Tomorrow, I will perform the preview of my first ever solo show.
The thought of doing a solo show fills me with both excitement and dread, which are useful for motivators for ensuring that it is in decent shape.
In previous years, I haven’t started my Edinburgh previews until June. But I am actually feeling pretty confident about my show at the moment. Most of it is all written and much has been already been tested. However, until you start performing it in full, you can never really be sure if it all flows or works as intended.
The idea of the show is to have 35-40 minutes of stand-up and then a 15-20 minute pub quiz at the end. I have been thinking how I am actually going to be able to do this, because I would not have the time to mark participants’ answer sheets. Well, I could have the time, but I don’t imagine that watching me marking scores would be the most entertaining thing in the world.
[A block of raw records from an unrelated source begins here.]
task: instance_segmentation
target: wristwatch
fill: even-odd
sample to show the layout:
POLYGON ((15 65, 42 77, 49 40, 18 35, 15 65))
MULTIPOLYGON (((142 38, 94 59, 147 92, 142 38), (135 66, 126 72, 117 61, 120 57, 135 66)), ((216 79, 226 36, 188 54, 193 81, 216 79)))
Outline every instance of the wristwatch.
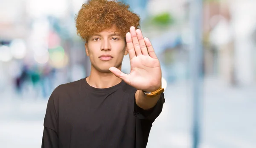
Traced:
POLYGON ((159 89, 157 90, 155 90, 154 92, 147 92, 143 90, 142 92, 144 92, 145 95, 147 97, 154 97, 164 92, 164 89, 163 88, 162 88, 162 86, 161 86, 159 89))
I had played with the idea of having the audience compete against a team of experts via a ‘satellite link’ that may or not be fictional. Then I thought that people would actually quite like to compete against other teams in the room and be able to properly win.
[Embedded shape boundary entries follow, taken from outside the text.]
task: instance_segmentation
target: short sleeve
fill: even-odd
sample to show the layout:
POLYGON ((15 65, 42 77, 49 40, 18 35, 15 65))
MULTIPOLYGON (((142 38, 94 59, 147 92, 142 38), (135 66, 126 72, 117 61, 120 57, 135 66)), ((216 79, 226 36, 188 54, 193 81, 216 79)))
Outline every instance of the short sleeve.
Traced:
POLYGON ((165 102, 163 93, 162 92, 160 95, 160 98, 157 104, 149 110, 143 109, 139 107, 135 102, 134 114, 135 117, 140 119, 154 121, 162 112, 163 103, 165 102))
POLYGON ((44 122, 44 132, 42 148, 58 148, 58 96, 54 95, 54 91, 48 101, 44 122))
So I had another idea of splitting the audience into teams and having them write their answers on small whiteboards, then they’d show me what they’d written for answers after five questions and I mark it as I go along. They’d then rub their answers out at the end of each round so they can write answers for the next round. Again, I don’t know if this is actually going to work, but I have a good feeling that it might just. I have bought ten A5 whiteboards and a bunch of marker pens. I will have a better idea of whether this idea actually works at around 10.30pm tomorrow night.
But failures are good and healthy. They give you a kick and make you think harder about at what you’re doing and how you can improve. I have experienced two such failures in the past ten days at high profile clubs in London at a time when I was on a good run of gigs. I have said many times before that it is easy to blame doing badly on factors beyond your control, such as room layout or audiences. But ultimately, you have to learn how to handle these situations to avoid the same thing happening again. It is better to die on your arse and learn from it, rather than coast along in a bubble of mediocrity.